Meandering tomes. Weighty descriptions. Subtle subtext. Sweeping themes. A thesaurus by my side.
Ah, the joys of reading literary fiction.
I’m a fast reader and I love literary fiction because it forces me to slow down. I love lit fic because it is the beauty of words on the page as much as it’s the story those words tell.
Sometimes, it seems that the author has actually painted the scenes with his or her words. Meticulously, painstakingly, slowly painted. Sometimes I wish those writers would just paint by number and get on with it. That’s when I crave balance — in some of what I read — and in all of what I write.

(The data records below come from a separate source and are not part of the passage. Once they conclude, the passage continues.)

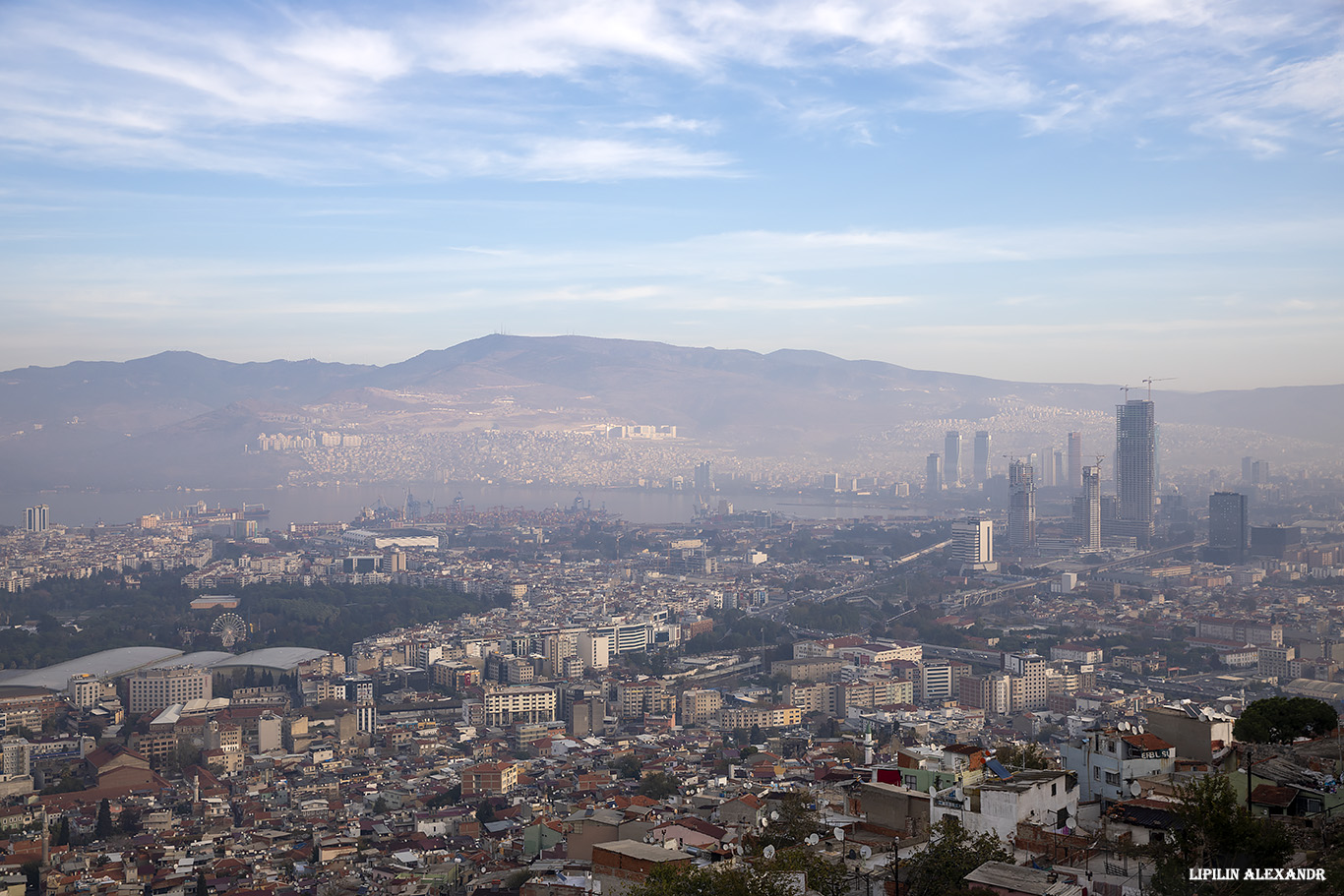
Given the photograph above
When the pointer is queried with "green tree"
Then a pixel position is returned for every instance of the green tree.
(1281, 720)
(1215, 830)
(757, 878)
(659, 785)
(102, 829)
(788, 825)
(1025, 756)
(953, 852)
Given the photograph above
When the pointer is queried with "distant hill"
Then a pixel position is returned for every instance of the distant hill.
(173, 417)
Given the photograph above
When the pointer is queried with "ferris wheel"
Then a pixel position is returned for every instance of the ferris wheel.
(230, 628)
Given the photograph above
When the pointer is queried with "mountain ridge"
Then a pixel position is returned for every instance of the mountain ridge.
(182, 411)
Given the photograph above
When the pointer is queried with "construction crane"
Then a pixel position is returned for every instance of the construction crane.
(1150, 381)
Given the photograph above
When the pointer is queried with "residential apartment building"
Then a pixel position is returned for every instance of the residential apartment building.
(153, 689)
(510, 705)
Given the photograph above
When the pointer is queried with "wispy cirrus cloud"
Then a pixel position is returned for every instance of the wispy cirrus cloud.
(233, 88)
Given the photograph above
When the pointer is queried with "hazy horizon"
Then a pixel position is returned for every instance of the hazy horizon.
(1135, 386)
(1079, 192)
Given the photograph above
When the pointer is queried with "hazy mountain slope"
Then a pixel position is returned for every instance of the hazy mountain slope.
(179, 417)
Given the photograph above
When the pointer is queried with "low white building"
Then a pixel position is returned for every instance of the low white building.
(996, 806)
(1109, 760)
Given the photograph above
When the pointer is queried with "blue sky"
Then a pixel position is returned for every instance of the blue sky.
(1027, 190)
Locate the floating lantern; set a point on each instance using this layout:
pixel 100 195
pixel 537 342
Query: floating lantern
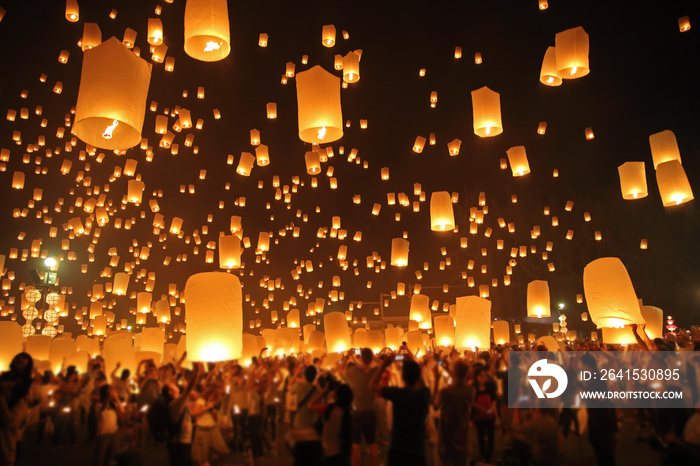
pixel 72 13
pixel 441 211
pixel 633 180
pixel 213 315
pixel 112 97
pixel 229 252
pixel 501 332
pixel 572 53
pixel 654 318
pixel 517 157
pixel 486 106
pixel 337 334
pixel 351 67
pixel 399 252
pixel 673 183
pixel 318 100
pixel 610 295
pixel 472 323
pixel 548 73
pixel 664 147
pixel 155 31
pixel 328 35
pixel 207 35
pixel 538 299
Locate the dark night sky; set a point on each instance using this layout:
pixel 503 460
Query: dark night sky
pixel 643 79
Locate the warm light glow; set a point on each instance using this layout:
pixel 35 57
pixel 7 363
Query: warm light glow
pixel 212 45
pixel 108 131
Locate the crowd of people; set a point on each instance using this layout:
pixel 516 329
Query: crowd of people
pixel 393 408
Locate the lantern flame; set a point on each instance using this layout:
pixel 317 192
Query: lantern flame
pixel 212 45
pixel 108 131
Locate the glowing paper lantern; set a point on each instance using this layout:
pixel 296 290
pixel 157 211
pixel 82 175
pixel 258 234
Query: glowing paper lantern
pixel 444 330
pixel 633 180
pixel 609 293
pixel 572 53
pixel 152 340
pixel 619 336
pixel 538 299
pixel 143 302
pixel 72 12
pixel 673 183
pixel 313 162
pixel 328 35
pixel 654 317
pixel 472 323
pixel 501 332
pixel 664 147
pixel 420 308
pixel 213 315
pixel 517 157
pixel 229 251
pixel 399 252
pixel 441 211
pixel 318 100
pixel 351 67
pixel 486 106
pixel 207 35
pixel 112 97
pixel 337 335
pixel 548 73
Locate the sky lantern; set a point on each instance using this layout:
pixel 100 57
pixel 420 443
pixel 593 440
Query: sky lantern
pixel 444 330
pixel 501 332
pixel 207 35
pixel 72 11
pixel 155 31
pixel 538 299
pixel 472 323
pixel 318 101
pixel 399 252
pixel 328 35
pixel 213 315
pixel 153 339
pixel 143 302
pixel 673 183
pixel 92 36
pixel 517 157
pixel 112 97
pixel 336 330
pixel 486 106
pixel 548 73
pixel 420 308
pixel 10 343
pixel 229 251
pixel 664 147
pixel 572 53
pixel 633 180
pixel 441 211
pixel 245 164
pixel 654 317
pixel 610 296
pixel 351 67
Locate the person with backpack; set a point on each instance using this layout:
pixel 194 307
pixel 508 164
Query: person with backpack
pixel 174 423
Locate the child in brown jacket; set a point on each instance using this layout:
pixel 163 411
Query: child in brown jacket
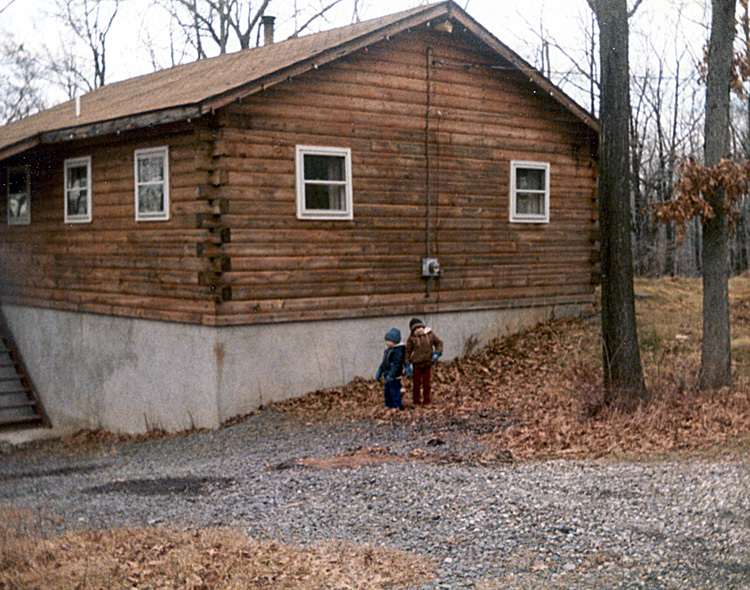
pixel 422 349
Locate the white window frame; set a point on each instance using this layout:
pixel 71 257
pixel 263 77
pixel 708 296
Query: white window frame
pixel 328 214
pixel 516 217
pixel 162 215
pixel 77 163
pixel 24 219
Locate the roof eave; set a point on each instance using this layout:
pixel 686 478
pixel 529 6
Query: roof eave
pixel 328 55
pixel 100 128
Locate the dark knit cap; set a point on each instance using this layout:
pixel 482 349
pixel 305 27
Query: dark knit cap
pixel 393 335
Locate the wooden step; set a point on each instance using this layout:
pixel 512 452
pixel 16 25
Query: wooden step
pixel 10 359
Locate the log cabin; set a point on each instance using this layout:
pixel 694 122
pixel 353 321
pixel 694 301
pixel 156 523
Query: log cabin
pixel 183 247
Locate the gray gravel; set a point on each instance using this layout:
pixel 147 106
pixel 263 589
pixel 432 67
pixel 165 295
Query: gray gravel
pixel 671 524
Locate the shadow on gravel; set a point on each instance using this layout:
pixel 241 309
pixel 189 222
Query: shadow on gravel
pixel 53 472
pixel 165 486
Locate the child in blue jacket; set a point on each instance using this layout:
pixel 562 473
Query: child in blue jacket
pixel 391 368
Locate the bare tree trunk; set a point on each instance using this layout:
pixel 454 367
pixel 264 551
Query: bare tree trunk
pixel 623 372
pixel 716 362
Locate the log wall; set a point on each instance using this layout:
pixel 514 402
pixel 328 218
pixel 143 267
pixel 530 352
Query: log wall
pixel 481 116
pixel 432 120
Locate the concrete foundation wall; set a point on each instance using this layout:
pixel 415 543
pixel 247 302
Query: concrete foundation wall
pixel 131 375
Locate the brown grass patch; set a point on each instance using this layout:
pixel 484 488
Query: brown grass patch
pixel 542 388
pixel 219 559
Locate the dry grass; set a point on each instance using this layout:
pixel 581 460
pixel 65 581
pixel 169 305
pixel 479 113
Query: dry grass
pixel 543 387
pixel 535 394
pixel 164 559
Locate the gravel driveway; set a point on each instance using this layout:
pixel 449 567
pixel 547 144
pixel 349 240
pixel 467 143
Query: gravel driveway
pixel 563 524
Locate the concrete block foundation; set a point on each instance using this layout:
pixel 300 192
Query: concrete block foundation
pixel 132 375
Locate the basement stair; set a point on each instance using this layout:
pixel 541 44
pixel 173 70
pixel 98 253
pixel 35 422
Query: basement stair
pixel 19 405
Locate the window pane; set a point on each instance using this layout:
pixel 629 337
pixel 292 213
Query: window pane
pixel 17 183
pixel 77 201
pixel 530 179
pixel 77 177
pixel 151 198
pixel 18 206
pixel 324 197
pixel 529 204
pixel 151 168
pixel 324 167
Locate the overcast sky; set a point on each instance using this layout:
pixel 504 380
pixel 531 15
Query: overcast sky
pixel 518 23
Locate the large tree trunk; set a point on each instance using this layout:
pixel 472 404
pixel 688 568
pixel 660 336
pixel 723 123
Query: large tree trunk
pixel 623 374
pixel 716 366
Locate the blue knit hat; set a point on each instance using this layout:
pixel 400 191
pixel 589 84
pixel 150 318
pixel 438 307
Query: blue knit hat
pixel 393 335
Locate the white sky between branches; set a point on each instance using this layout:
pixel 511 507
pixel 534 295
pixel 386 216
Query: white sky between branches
pixel 661 29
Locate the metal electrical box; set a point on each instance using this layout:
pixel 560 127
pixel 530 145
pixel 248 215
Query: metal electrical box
pixel 430 267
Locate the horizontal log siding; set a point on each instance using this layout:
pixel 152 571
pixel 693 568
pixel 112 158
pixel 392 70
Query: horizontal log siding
pixel 234 252
pixel 113 265
pixel 481 117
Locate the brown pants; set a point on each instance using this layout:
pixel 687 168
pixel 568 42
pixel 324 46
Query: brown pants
pixel 421 376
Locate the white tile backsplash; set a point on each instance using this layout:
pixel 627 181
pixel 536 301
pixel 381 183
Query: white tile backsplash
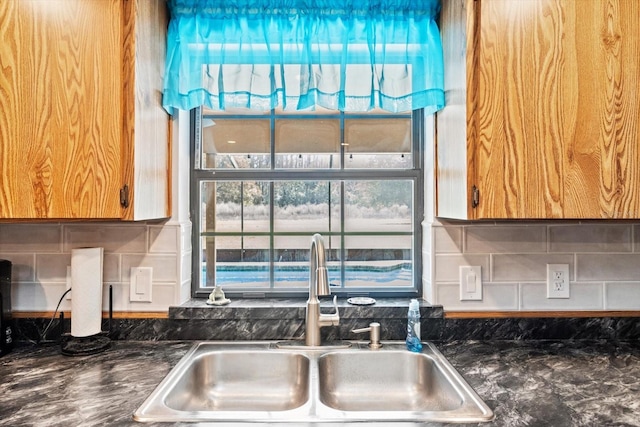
pixel 603 258
pixel 622 295
pixel 584 296
pixel 30 238
pixel 495 296
pixel 527 267
pixel 40 255
pixel 504 239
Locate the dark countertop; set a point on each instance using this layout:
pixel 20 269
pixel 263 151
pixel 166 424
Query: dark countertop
pixel 525 382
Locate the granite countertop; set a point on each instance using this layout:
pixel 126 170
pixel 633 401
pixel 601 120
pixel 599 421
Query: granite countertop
pixel 525 382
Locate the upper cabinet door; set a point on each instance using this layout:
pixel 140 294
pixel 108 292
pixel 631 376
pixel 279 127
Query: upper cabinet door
pixel 60 98
pixel 82 131
pixel 550 94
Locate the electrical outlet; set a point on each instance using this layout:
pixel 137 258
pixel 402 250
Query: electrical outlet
pixel 470 283
pixel 558 281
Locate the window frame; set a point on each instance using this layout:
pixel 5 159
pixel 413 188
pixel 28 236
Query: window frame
pixel 415 174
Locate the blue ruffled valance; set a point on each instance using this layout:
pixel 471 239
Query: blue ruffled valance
pixel 344 55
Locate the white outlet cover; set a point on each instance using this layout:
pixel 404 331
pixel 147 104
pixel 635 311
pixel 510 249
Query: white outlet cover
pixel 470 283
pixel 141 284
pixel 558 281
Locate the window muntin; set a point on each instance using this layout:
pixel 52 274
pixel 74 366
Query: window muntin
pixel 256 222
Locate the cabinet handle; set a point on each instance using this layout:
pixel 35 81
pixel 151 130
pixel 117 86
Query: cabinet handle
pixel 124 196
pixel 475 197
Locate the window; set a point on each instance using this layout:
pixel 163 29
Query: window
pixel 264 182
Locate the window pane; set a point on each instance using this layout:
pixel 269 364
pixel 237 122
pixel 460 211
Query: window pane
pixel 236 261
pixel 305 206
pixel 307 143
pixel 378 261
pixel 379 206
pixel 236 144
pixel 235 206
pixel 291 261
pixel 275 186
pixel 380 143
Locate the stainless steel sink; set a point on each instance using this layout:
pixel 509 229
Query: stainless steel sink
pixel 241 381
pixel 268 382
pixel 385 381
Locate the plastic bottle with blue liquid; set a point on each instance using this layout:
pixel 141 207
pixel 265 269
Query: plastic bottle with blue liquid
pixel 413 327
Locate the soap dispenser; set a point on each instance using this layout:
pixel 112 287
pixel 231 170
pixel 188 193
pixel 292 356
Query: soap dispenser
pixel 413 327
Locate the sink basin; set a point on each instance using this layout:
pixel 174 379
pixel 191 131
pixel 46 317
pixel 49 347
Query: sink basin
pixel 385 381
pixel 241 381
pixel 271 383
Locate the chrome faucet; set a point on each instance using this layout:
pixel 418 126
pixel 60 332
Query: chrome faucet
pixel 318 285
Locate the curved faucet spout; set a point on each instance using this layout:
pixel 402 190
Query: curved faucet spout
pixel 318 279
pixel 318 285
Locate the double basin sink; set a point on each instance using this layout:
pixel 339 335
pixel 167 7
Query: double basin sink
pixel 266 382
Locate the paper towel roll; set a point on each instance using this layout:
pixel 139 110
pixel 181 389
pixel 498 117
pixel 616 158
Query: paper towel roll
pixel 86 291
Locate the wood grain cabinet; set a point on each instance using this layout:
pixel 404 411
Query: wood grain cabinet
pixel 82 131
pixel 543 109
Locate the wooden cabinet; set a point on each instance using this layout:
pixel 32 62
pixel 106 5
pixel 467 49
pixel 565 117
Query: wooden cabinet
pixel 543 109
pixel 81 123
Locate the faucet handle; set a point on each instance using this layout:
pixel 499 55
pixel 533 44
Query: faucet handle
pixel 374 329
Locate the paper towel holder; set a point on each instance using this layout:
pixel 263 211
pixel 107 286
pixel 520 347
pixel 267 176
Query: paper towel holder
pixel 93 344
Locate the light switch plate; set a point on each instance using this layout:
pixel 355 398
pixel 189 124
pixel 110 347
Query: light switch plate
pixel 140 286
pixel 471 283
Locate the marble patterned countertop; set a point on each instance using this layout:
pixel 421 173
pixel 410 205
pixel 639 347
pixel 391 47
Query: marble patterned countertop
pixel 525 382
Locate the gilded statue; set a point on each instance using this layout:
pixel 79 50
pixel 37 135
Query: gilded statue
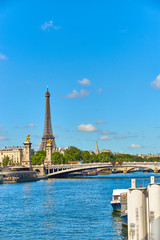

So, what do I learn from reading literary fiction? That sometimes I want to slow down and paint a picture with my words so that the reader has the time to breathe and imagine. A good pace in a novel doesn’t just mean it’s a fast read, a good pace also means the author knows where to slow down. An adept author micromanages the reader’s experience even though what every reader derives from the actual book is a little different.
I’m not seeking to write lofty volumes – but accessible ones. Yet, I want to write a book where phrases, sentences, even paragraphs are deemed underline or hightlight or dog-ear worthy by readers, because I’ve expressed something in just that certain way that’s a little different.
Not too much to ask of myself. I hope.
Literary fiction authors who pop to mind — Margaret Atwood, John Updike, Willa Cather, Brian Morton, Geraldine Brooks — these books make me think. Hard. Everything is not presented on a silver platter (and I do love silver platters) and is therefore a more difficult read. Not necessarily for smarter people, but for readers who want to look behind the curtain for themselves to figure out how the story works. Literary fiction has been called serious fiction. I think all fiction is serious (for the record).
What I miss when I read literary fiction, is a break in the intensity of the language and theme. That’s why I want to write something that straddles the fence — something that makes the reader think and also allows that same reader to coast in well-placed bits, as a reprieve.
I’m privy to the lyrical nature of language because of literary fiction. I also love to soar through a book that has great characters and plot, but where I am not enraptured by the prose. Then there are the books that do both. Those are my lifelines. Those are the women’s fiction of which I often speak and want to produce. I strive to not only create art with my words, but a wild ride. Without a hefty dose of literary fiction in my past, present and future, I don’t think I’d be able to articulate that wish, that goal, that drive — let alone write it.
Which genres have taught you what and how you want to write your own women’s fiction? Examples?